Okay. Then have you calculated an approximate frequency of how often this combination of markers would be found assuming two contributors?
Why are the numbers you've just described--1 in 6 is a fairly common number; is that right?
Why is that the case with the results on G12 and G14 just from looking at the actual results of this PCR test?
--those appear to be more frequent certainly than most if not all of the numbers you've reported so far?
That's right. Because this is only based on only two matching alleles. There's only two alleles we have to account for instead of accounting for a larger number.
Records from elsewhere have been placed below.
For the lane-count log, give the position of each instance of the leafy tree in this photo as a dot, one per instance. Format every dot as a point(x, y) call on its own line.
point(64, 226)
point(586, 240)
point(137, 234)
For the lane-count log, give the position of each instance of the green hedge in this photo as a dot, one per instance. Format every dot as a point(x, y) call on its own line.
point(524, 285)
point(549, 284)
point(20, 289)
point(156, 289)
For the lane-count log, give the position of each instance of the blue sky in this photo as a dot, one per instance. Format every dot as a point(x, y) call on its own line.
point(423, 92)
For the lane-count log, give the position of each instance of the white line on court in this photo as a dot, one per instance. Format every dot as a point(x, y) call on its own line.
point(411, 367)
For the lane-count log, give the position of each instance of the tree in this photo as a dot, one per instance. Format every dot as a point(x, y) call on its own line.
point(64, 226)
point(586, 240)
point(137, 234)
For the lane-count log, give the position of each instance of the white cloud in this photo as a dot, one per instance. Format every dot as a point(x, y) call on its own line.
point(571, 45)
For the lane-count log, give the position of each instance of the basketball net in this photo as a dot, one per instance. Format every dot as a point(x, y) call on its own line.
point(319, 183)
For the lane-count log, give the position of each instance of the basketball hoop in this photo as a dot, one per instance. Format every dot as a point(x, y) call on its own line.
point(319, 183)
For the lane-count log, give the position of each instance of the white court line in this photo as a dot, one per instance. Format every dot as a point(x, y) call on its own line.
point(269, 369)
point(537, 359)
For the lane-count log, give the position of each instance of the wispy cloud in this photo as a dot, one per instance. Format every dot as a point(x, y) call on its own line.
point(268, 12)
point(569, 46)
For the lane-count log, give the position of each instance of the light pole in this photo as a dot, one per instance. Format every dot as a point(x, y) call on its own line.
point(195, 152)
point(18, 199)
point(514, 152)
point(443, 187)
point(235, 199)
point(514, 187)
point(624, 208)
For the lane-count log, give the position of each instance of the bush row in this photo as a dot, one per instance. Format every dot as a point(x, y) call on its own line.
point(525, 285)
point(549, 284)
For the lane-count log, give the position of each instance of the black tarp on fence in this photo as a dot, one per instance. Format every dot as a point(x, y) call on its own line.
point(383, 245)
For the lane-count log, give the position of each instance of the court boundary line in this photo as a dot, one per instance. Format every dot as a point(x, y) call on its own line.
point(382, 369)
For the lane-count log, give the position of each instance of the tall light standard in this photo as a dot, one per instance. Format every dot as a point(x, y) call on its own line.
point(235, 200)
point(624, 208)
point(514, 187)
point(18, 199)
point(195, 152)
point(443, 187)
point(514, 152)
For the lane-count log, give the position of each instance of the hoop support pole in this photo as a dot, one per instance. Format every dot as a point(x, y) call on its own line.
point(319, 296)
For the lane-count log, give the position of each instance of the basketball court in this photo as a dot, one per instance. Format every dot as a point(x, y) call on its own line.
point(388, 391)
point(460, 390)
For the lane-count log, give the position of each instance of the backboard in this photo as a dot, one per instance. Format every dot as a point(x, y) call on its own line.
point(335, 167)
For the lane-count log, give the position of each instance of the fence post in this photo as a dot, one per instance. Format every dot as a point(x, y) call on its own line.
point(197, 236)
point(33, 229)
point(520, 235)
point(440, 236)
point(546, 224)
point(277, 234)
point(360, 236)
There's only two things we have to say. These two alleles are contained in the profiles of two people or three people.
Did you also calculate approximations assuming three contributors to these stains?
Yes. G11 and G13 have the same--and I'm looking at table 27A. This is also a D1S80 profile, and I see on the board there are three people not excluded, but there are three alleles showing the D1S80 in this mixture. Three alleles could have been contributed by two people or three people or a larger number. They could not have been contributed by one person. If there were two contributors to the stains 11 and 13--I see. I've got the table Mr. Neufeld labeled--this is table 27C. The numbers will go from 1 in 14 to 1 in 300 for two contributors.
Okay. With regard to those portions of the glove from G1 on down, have we completed the mixtures?
Well, this is where it starts to get embarrassing, but I will say it's a 1 trillion.
It's not going to be 3 percent anymore. It's going to be about 50 percent. So when I say--when anybody says an estimate of a profile is about 1 in a million, attached to that 1 in a million is the statement or it could be as low as half a million.
It's hard for our eyes to distinguish five zeroes in a row from six zeroes. It's that kind of thing I'm talking about.
So the most frequent is 1 in 6 million... To 1 in 600 billion.